During this period, close to 5,000 Australians signed up each day to invest in shares for the first time, which was 3.4 times higher than the normal average. This surge coincided with one of the most volatile periods in the sharemarket's history, likely attracting new investors looking to capitalize on market fluctuations.

Trying to time the market for quick profits is generally not advisable, especially during volatile periods. Even professionals find it challenging, and many recent investors who attempted this strategy did not succeed. It's often a recipe for financial disaster.

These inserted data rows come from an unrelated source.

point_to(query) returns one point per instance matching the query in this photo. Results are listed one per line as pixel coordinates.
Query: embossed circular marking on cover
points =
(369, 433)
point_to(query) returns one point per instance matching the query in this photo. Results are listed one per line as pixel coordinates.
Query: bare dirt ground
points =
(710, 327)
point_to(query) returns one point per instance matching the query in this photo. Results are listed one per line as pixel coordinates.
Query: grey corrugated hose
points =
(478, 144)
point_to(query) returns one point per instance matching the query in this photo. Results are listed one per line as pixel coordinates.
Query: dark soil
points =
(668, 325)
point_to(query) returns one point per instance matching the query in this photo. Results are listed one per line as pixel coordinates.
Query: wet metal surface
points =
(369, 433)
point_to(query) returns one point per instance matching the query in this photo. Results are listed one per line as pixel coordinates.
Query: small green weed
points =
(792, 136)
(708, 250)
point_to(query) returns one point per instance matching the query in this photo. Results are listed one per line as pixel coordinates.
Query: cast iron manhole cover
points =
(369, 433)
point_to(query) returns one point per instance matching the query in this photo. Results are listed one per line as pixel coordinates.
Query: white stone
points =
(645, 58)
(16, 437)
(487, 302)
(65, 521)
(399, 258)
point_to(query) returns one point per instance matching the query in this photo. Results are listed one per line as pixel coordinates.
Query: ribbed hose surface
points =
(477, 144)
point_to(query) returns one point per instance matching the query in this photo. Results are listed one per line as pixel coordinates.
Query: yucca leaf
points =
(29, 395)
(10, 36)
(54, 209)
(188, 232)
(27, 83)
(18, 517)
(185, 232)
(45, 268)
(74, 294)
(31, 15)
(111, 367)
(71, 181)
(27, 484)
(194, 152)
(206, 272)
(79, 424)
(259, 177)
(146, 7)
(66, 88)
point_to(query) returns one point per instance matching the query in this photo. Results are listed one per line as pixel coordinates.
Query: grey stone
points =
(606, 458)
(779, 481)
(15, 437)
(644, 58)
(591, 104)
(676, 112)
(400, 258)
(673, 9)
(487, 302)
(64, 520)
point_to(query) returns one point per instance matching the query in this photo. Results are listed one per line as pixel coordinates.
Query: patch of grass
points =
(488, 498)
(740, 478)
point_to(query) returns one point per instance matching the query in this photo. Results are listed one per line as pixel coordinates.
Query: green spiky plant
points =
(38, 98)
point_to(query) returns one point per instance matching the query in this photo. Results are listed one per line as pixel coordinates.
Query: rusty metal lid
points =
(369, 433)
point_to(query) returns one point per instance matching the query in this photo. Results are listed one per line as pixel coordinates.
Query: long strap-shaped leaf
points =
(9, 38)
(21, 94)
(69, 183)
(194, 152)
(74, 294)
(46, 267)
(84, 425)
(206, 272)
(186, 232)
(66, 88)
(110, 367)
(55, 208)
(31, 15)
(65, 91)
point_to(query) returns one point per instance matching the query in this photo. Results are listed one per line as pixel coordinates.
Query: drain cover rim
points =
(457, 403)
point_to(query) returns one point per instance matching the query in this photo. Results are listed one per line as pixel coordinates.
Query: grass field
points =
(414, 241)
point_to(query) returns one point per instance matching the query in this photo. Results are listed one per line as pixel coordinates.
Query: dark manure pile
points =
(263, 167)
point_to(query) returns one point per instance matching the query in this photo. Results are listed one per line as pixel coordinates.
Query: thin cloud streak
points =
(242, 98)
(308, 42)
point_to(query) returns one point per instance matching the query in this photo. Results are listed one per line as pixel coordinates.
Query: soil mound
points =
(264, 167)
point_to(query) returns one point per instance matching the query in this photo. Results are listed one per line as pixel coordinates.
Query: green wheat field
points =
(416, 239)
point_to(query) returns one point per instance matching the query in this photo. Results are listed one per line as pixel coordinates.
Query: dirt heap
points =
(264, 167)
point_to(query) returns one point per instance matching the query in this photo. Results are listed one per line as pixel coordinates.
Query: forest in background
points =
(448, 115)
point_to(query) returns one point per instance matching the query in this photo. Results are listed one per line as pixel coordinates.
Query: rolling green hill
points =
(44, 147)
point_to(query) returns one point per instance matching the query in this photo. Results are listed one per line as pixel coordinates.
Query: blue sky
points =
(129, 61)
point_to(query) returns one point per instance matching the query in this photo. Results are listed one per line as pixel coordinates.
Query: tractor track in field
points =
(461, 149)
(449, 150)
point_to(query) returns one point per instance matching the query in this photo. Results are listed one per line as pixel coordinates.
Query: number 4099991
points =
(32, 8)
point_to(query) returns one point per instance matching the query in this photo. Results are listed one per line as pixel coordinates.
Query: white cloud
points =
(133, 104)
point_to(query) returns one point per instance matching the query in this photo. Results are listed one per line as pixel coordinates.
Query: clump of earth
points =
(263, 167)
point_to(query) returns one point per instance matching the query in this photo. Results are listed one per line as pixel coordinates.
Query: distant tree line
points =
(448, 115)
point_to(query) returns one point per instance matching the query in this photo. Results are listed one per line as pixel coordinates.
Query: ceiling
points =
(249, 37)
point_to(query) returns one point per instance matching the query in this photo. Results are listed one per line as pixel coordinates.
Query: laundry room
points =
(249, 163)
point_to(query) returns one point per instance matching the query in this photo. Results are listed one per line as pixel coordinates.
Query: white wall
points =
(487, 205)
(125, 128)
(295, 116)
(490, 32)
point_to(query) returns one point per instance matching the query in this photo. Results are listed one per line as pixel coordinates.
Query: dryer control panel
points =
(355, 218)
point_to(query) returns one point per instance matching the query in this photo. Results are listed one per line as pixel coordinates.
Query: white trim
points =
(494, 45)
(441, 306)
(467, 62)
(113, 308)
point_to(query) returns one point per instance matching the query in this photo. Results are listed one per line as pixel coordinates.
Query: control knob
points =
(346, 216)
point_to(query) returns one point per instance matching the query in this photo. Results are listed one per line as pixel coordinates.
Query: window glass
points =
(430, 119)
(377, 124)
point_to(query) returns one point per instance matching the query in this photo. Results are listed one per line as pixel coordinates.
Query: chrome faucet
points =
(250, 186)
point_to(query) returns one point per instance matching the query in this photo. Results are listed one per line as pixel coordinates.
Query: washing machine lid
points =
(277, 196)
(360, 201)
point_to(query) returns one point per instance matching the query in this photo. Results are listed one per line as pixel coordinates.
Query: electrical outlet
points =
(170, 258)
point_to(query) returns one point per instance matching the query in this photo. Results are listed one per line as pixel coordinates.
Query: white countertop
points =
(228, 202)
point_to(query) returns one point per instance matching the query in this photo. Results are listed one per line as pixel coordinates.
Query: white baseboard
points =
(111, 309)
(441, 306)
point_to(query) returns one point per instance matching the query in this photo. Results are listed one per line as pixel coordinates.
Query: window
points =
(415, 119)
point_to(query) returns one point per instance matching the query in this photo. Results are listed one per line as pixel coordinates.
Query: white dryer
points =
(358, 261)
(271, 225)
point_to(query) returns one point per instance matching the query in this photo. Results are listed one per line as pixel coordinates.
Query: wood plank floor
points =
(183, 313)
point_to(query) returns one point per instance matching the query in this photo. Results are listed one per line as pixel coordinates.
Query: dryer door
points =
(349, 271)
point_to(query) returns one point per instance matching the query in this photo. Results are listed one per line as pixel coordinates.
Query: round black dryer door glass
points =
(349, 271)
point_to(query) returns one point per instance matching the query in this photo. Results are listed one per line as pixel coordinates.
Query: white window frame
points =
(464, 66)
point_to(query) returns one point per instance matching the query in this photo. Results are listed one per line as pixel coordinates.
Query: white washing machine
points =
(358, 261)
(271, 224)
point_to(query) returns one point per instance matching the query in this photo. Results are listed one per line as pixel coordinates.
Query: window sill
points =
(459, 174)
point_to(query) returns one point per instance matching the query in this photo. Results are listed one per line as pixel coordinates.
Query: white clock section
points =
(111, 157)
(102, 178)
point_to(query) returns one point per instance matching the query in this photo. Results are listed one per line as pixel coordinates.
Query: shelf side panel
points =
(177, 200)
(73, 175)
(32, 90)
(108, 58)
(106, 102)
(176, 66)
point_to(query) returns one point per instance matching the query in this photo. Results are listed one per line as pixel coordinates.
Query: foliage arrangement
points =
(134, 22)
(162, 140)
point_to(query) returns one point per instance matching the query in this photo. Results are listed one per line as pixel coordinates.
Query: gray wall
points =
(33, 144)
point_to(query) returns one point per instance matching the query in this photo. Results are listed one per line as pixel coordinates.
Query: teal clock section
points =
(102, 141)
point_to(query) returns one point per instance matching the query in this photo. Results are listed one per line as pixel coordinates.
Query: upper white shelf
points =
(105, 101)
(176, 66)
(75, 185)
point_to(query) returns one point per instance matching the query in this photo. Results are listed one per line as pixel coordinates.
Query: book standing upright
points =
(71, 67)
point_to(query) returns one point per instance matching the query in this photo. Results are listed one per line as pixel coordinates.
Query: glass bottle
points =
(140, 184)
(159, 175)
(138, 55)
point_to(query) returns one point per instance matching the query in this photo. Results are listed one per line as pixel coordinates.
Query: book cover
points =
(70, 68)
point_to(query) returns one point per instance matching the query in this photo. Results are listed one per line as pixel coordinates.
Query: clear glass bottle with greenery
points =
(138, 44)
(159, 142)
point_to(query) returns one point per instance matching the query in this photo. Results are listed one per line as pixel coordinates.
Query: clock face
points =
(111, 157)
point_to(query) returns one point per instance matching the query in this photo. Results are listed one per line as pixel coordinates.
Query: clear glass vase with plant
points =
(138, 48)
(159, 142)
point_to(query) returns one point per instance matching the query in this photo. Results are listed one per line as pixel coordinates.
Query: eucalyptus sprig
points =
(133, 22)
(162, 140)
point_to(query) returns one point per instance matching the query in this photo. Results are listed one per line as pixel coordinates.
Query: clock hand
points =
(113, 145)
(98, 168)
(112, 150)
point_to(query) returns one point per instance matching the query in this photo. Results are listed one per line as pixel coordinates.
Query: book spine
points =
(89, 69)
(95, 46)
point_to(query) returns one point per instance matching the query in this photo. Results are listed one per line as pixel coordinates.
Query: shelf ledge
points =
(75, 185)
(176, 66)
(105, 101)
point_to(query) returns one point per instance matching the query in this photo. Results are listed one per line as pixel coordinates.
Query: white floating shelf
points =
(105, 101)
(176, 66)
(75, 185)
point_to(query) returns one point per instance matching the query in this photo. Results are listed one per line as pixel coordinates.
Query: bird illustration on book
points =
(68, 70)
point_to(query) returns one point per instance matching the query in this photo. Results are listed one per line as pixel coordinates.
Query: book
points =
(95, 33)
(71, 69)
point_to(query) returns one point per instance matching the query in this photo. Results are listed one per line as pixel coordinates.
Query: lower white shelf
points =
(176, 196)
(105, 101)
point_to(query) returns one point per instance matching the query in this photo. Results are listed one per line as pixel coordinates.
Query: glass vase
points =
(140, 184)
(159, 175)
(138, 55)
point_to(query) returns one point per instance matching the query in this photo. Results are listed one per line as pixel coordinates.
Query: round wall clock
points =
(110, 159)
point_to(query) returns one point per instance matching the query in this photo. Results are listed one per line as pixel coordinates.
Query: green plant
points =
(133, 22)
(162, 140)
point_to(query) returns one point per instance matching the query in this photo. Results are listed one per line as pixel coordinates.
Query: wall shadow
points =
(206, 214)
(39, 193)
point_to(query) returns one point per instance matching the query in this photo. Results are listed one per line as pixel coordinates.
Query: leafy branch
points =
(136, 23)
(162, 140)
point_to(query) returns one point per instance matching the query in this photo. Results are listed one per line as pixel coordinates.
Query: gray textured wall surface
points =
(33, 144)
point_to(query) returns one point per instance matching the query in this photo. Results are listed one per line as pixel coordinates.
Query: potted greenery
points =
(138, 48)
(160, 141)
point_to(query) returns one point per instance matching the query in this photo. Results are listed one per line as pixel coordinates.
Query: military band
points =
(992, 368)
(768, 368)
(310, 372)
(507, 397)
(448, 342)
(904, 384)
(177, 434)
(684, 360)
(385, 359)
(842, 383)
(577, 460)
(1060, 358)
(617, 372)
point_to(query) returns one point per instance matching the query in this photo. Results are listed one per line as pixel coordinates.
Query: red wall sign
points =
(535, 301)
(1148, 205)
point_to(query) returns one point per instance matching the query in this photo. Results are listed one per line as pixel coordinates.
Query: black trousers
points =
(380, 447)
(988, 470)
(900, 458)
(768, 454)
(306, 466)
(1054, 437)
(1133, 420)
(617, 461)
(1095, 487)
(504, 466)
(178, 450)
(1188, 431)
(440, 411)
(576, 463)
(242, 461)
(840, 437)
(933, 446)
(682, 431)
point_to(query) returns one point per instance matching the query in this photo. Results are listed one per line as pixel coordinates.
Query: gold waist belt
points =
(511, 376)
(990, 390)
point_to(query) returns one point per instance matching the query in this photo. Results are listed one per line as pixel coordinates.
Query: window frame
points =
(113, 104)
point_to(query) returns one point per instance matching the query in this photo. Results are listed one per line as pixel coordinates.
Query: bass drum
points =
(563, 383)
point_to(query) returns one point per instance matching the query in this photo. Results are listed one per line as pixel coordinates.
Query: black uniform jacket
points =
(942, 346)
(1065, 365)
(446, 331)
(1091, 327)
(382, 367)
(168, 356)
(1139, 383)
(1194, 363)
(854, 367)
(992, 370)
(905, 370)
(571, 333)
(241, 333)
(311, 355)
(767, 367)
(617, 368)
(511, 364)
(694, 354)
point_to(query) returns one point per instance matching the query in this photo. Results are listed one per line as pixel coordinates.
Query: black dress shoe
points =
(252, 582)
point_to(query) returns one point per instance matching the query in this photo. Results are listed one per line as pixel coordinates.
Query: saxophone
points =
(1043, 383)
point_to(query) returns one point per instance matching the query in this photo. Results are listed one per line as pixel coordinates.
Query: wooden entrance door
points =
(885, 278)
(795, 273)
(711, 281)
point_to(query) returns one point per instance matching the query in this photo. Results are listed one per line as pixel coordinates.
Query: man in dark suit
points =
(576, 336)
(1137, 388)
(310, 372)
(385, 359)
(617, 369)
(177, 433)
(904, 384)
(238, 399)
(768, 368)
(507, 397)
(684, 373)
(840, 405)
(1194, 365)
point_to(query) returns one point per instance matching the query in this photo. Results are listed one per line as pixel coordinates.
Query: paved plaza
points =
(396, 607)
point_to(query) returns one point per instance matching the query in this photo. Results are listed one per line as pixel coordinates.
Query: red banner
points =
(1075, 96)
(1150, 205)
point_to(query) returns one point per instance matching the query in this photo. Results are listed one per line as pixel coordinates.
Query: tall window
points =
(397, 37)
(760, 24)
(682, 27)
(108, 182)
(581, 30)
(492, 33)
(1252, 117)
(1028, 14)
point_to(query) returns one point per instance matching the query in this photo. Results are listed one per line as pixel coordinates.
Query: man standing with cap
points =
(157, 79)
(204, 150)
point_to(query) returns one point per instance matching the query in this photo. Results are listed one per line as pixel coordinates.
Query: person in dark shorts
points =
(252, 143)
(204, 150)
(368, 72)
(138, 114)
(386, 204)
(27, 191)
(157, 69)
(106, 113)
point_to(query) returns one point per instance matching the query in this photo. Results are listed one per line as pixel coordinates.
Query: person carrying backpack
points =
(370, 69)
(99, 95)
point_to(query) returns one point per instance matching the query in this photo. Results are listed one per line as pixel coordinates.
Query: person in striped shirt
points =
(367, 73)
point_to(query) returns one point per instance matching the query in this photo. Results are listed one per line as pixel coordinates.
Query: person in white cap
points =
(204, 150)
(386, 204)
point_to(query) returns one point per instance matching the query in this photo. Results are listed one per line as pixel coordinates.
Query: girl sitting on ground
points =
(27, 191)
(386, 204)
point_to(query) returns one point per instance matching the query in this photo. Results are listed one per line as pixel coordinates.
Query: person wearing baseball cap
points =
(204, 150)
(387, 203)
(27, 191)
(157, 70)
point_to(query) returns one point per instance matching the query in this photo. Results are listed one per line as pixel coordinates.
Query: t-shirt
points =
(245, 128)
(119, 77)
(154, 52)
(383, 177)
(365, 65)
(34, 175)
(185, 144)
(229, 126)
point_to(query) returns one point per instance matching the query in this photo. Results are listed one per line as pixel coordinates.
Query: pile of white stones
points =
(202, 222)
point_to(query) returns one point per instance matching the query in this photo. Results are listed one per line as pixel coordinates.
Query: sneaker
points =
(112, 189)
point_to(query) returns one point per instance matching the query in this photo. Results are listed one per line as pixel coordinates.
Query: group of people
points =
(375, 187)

ASIC warns that attempting market timing in the current uncertain environment is particularly dangerous and likely to lead to heavy losses. This is especially concerning as these losses could not happen at a worse time for many families.

During volatile market conditions, it's recommended to keep investing simple by having a mix of investments, adding to those investments systematically over time, and taking a long-term approach. This strategy is more proven for making money than trying to time the markets.

ASIC's data shows that on more than two-thirds of the days when retail investors were net buyers, their share prices fell the following day. Conversely, on more than half the days when retail investors were net sellers, their share prices increased the next day.

Buying quality shares when values are low is considered a good strategy as part of a long-term investment plan. It allows investors to potentially benefit from future growth rather than attempting risky short-term market timing.

Paul Clitheroe is the Chairman of InvestSMART, Chairman of the Australian Government Financial Literacy Board, and chief commentator for Money Magazine. He provides insights and guidance on investment strategies.

Investors can avoid financial disaster during uncertain times by avoiding market timing, focusing on a diversified investment portfolio, systematically adding to investments over time, and maintaining a long-term perspective.